McEwen, whose namesake company is drilling a copper mine in San Juan Province near the Chilean border, has been encouraged by authorities who recognise that mining can help shore up the country's finances and generate jobs. With Argentina already a hotspot for lithium, the global copper industry is also taking another look at the South American nation.
But to realise that potential, Argentina should make its tax system more competitive and lift controls on capital and foreign exchange, said the president of McEwen Mining Inc. Authorities must act now to avoid closing the window of opportunity as rising interest rates and blockades in China reduce demand prospects, which could lead to capital flows drying up, he said.
"There is a caution that investors have right now," McEwen said in an interview on Tuesday. "And if you go into a weak market, the capital simply won't be there for a while. They may have to wait until the next cycle."

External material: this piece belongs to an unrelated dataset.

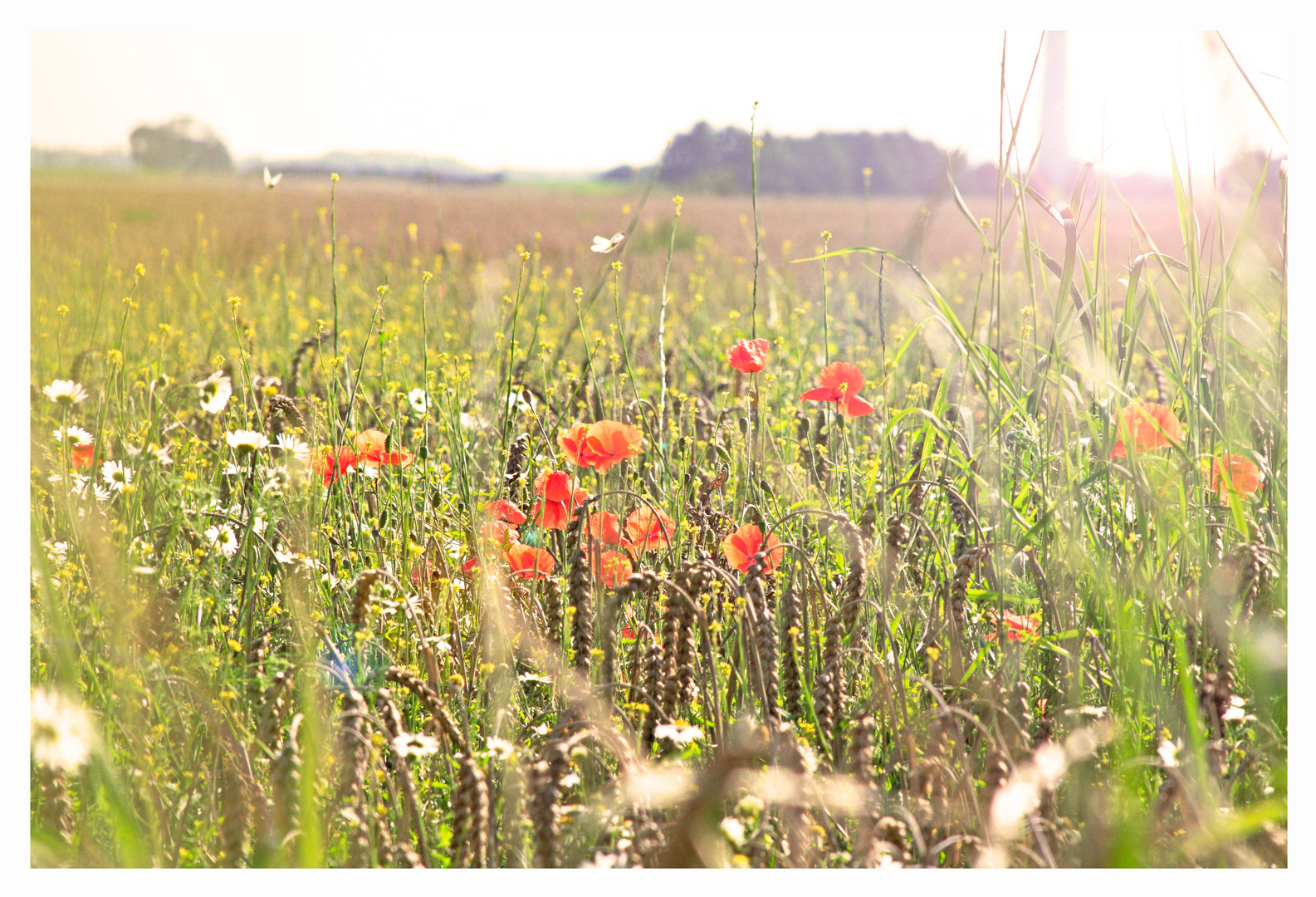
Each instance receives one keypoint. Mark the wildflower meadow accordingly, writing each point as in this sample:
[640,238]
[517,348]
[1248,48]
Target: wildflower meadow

Argentina's protectionist bent and politically volatile past mean it is still a tricky place to do business, but President Alberto Fernández's government is now making efforts to develop more of its vast lithium and copper deposits, which are critical to the transition to clean energy. It is resorting to measures such as tax breaks and capital control loopholes, in contrast to Chile and Peru, where authorities are seeking more restrictive regulations and greater profit-sharing.
"The government should be playing a bit harder, they don't realise the advantage they could have," McEwen said. "They just need to enact some legislation that really reassures foreign investors. They talk about it, but they have to go further than just talking."
McEwen remains a believer in copper, and the wiring metal is a key component in the move away from fossil fuels. But he says a market downturn could delay the transition to clean energy.
His company is working hard on the Los Azules copper project in Argentina, albeit with delays due to difficulties in obtaining drillers. It had hoped to have an updated preliminary economic assessment ready before the end of the year, but that probably won't happen until the first quarter of next year. That could mean missing the financing window, McEwen said.